The finding comes as a “groundbreaking” study the European Geosciences Union published Thursday in the journal Earth System Dynamics found that Antarctic sea ice has emerged as a key predictor of accelerated ocean warming. Using Earth system models and satellite images from 1980 to 2020, the researchers found higher sea ice extent enhances cloud cover, which has a cooling effect overall by reducing incoming solar radiation. As a result, ongoing sea ice loss is linked to larger reductions in clouds, stronger surface warming, and even more ocean heat uptake, accelerating the cycle.
Duke Energy plans to meet surging demand for electricity by increasing its natural gas and battery capacity, keeping coal plants open for up to four years longer than previously estimated, and evaluating new sites for nuclear reactors. The 100-page biennial proposal published this week dials back plans for more renewables such as wind and solar. It also pushed back the earliest start date for a new reactor to 2037, declined to commit to either small modular reactors or large traditional units, and said the utility still needs extra protections against cost overruns before embarking on construction.

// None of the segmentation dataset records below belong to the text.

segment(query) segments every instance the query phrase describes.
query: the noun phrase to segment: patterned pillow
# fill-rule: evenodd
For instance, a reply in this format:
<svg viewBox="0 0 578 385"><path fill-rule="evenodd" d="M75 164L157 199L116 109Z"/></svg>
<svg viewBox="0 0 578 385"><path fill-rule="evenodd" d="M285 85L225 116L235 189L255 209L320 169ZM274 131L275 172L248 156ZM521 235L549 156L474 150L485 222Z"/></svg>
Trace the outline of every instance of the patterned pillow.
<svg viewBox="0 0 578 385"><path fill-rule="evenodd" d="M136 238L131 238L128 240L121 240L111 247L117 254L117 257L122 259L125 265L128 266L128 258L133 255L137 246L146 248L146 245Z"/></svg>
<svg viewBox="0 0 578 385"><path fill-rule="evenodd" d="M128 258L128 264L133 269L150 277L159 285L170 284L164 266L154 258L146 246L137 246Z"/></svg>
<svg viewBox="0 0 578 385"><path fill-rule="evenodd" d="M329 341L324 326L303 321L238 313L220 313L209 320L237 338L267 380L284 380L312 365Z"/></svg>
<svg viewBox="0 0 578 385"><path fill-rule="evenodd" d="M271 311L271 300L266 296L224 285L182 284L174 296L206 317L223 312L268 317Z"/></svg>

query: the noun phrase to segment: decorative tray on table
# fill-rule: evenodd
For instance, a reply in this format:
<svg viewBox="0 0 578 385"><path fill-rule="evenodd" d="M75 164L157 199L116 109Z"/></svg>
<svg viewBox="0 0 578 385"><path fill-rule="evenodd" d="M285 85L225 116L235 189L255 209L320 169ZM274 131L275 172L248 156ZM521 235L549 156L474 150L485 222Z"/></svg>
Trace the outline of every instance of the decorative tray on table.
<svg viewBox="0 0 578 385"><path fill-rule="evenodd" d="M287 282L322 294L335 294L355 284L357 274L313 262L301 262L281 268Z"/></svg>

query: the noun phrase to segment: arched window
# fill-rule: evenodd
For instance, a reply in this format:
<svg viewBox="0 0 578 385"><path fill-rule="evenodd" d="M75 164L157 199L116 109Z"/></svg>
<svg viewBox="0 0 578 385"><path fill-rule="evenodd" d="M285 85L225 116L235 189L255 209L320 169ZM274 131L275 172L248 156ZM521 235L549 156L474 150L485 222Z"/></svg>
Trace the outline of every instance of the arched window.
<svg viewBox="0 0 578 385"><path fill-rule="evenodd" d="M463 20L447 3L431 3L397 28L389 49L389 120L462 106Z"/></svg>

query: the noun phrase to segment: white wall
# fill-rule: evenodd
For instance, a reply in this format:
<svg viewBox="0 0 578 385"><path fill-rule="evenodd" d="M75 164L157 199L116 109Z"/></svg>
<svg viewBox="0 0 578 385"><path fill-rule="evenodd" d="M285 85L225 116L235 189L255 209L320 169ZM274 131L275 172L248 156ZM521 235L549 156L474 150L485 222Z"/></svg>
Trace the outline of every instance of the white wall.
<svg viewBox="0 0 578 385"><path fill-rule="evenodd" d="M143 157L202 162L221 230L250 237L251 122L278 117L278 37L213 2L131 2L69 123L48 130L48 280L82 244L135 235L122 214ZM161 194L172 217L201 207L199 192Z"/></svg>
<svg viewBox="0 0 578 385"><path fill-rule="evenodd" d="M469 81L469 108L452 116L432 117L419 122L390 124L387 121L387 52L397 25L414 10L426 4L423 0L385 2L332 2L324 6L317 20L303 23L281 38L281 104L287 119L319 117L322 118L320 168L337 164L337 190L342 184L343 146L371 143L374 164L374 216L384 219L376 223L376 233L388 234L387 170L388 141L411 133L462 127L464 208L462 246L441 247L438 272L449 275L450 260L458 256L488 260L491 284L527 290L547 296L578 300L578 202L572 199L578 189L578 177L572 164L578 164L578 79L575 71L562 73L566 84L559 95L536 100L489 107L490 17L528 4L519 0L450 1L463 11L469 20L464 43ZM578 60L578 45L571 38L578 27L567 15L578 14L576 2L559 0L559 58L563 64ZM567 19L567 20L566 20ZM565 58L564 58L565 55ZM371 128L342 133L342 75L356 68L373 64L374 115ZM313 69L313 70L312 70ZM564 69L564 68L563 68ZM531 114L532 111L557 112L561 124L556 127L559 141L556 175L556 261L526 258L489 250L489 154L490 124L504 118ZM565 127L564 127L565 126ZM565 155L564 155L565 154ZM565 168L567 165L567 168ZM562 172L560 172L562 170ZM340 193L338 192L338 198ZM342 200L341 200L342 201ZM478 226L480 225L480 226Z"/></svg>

In the meantime, the added years of coal burning “will result in millions of tons in additional greenhouse gases over the next decade when combined with other proposed changes to the utility’s fuel mix,” Inside Climate News reported. In a statement to Axios, North Carolina Governor Josh Stein, a Democrat, called on the state’s utilities commission to “require significant changes” and condemned Duke for “retreating from the state’s clean energy future.”
New research by a team of scientists from the U.K. and New Zealand has found that new analytical methods could bolster conservation breeding programs by offering a better understanding of why eggs don’t hatch. The researchers used fluorescent dyes to discover that nearly 66% of 174 unhatched eggs examined in the study had been fertilized, whereas previous methods suggested that only 5.2% had been fertilized. “There are many different factors that contribute to breeding success,” Gary Ward, a co-author from the London-based ZSL Institute of Zoology, said in a statement, “and the more understanding we can have into why an egg might not hatch, the more we can refine our care for these birds and the better chance of recovery we can give them.”
And more on the week’s most important fights around renewable energy projects.
1. Ocean County, New Jersey – A Trump administration official said in a legal filing that the government is preparing to conduct a rulemaking that could restrict future offshore wind development and codify a view that could tie the hands of future presidential administrations.
2. Prince William County, Virginia – The large liberal city of Manassas rejected a battery project over fire fears, indicating that post-Moss Landing, anxieties continue to pervade in communities across the country.
3. Oklahoma County, Oklahoma – The Sooner state legislature on Monday held a joint committee meeting on solar and wind setbacks featuring prominent anti-wind advocates.
4. Tippacanoe County, Indiana – The developers of a large-scale solar project are suing the county over being rejected.
5. Dane County, Wisconsin – The Wisconsin Public Service Commission approved Invenergy’s Badger Hollow wind project – the state’s first new fully-permitted wind energy project in more than a decade.